The nervous shuffling of feet shifting to my right has me glancing back to send a fleeting glare of annoyance at whoever was causing so much noise. Quickly shaking the can, I got back to work, the tip of my index finger that was pressed against the nozzle had lost all feeling and I half expected it to fall off from frostbite.

"Gwen, they're getting closer!" someone hisses and the feet in my peripheral vision disappear. The hand holding the cloth of my jumper to my nose tightens as I apply more pressure and make rapid motions with my hand in a bid to finish my master peace.

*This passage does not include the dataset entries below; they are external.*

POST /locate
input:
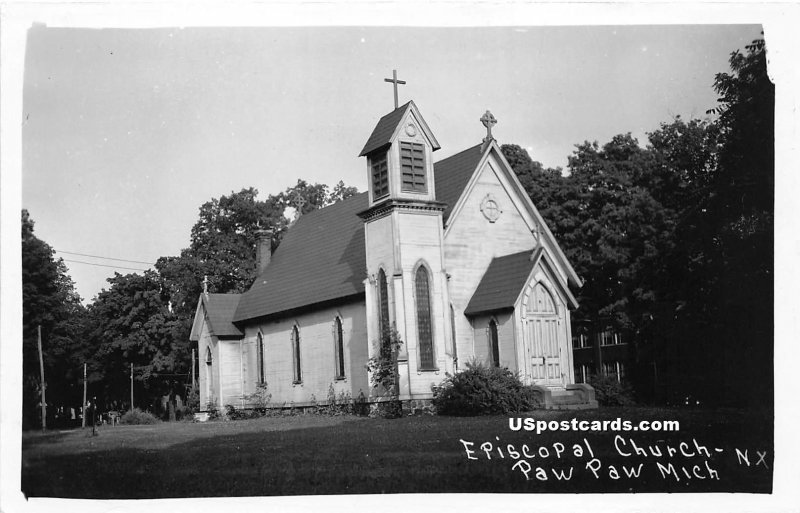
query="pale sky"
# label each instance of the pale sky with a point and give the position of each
(126, 132)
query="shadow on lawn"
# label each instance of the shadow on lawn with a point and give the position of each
(410, 455)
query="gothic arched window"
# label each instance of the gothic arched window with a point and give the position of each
(298, 374)
(494, 346)
(260, 351)
(338, 342)
(424, 327)
(383, 297)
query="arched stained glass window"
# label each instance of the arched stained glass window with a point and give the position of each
(383, 294)
(494, 346)
(424, 327)
(298, 375)
(453, 334)
(338, 339)
(260, 351)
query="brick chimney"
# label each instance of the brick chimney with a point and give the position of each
(263, 249)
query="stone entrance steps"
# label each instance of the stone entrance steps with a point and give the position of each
(572, 397)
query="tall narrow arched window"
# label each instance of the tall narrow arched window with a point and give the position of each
(338, 342)
(424, 327)
(209, 375)
(298, 374)
(494, 346)
(453, 334)
(262, 377)
(383, 297)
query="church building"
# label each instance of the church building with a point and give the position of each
(452, 254)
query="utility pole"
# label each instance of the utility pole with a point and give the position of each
(131, 386)
(83, 407)
(41, 368)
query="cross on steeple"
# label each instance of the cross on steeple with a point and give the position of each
(488, 121)
(395, 82)
(299, 201)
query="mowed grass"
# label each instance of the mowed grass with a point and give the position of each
(310, 454)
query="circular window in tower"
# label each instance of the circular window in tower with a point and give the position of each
(490, 209)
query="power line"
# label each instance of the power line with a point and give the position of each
(105, 258)
(103, 265)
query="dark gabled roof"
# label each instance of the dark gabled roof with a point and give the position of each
(452, 174)
(382, 134)
(321, 258)
(502, 282)
(219, 311)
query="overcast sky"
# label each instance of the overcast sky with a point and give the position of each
(127, 132)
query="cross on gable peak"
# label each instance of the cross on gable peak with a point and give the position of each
(488, 121)
(395, 82)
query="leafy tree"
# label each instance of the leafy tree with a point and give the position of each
(131, 323)
(724, 247)
(223, 240)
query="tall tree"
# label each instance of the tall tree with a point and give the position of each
(131, 323)
(49, 300)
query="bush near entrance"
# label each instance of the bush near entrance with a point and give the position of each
(482, 390)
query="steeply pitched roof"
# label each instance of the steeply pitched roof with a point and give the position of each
(452, 174)
(502, 282)
(383, 131)
(321, 258)
(219, 310)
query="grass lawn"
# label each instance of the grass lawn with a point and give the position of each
(309, 454)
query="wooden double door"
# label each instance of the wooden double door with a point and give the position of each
(542, 329)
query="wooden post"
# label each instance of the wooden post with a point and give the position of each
(131, 386)
(41, 368)
(83, 406)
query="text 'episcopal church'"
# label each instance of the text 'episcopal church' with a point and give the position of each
(453, 254)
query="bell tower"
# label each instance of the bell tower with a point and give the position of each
(406, 286)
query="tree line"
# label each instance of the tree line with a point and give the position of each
(674, 241)
(142, 319)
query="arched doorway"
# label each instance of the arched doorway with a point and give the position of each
(542, 337)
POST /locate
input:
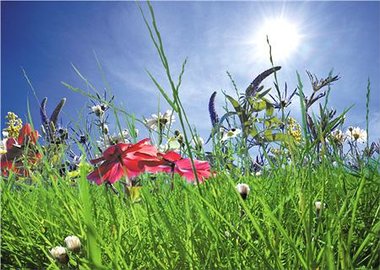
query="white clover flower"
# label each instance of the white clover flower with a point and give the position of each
(73, 243)
(243, 189)
(160, 121)
(97, 110)
(356, 134)
(60, 254)
(232, 133)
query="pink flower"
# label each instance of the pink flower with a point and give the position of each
(11, 160)
(122, 160)
(174, 163)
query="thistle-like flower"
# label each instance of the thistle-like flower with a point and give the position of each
(73, 243)
(356, 134)
(60, 254)
(243, 189)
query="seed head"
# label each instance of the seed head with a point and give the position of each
(243, 189)
(73, 243)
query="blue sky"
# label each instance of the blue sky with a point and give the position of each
(45, 38)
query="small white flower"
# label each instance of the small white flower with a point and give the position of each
(198, 142)
(73, 243)
(356, 134)
(60, 254)
(161, 120)
(97, 110)
(243, 189)
(105, 129)
(232, 133)
(338, 136)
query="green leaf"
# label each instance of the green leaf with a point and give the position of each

Ever noticed how every little thing distracts you when you're trying to do something. Take right now for instance, the cold wind against my exposed fingers, the scratchy feeling of the loose wool from my jumper scratching against my top lip. But above all, it had to be the heavy breathing of the person behind me, completely taking my focus, just like the damn Internet button. Yeah, you all know what I'm talking about. We've all been there while trying to do our homework, 'turn the Internet off' trick. Does it work? Like hell, does it! I always fool myself into thinking I need the Internet to do the bloody homework! But as soon as you connect and that sucker called Wi-Fi is back on...you're boomed because Facebook just happens to pop up- miraculously without you clicking it. Next thing you know, you're spending the next five hours talking to your friends or watching funny dog videos.

It's quite sad, really.

When the high screeching sounds of sirens pierces through the night air, my right eye twitches as I drop the empty can into the open backpack by my side.

"Okay, I'm done." I state in a whisper as I rapidly begin filling the rucksack with empty cans that had been tossed to the side without a thought of who would have the task of cleaning it up later. I hurry up the pace when another siren sounds, closer than the one before.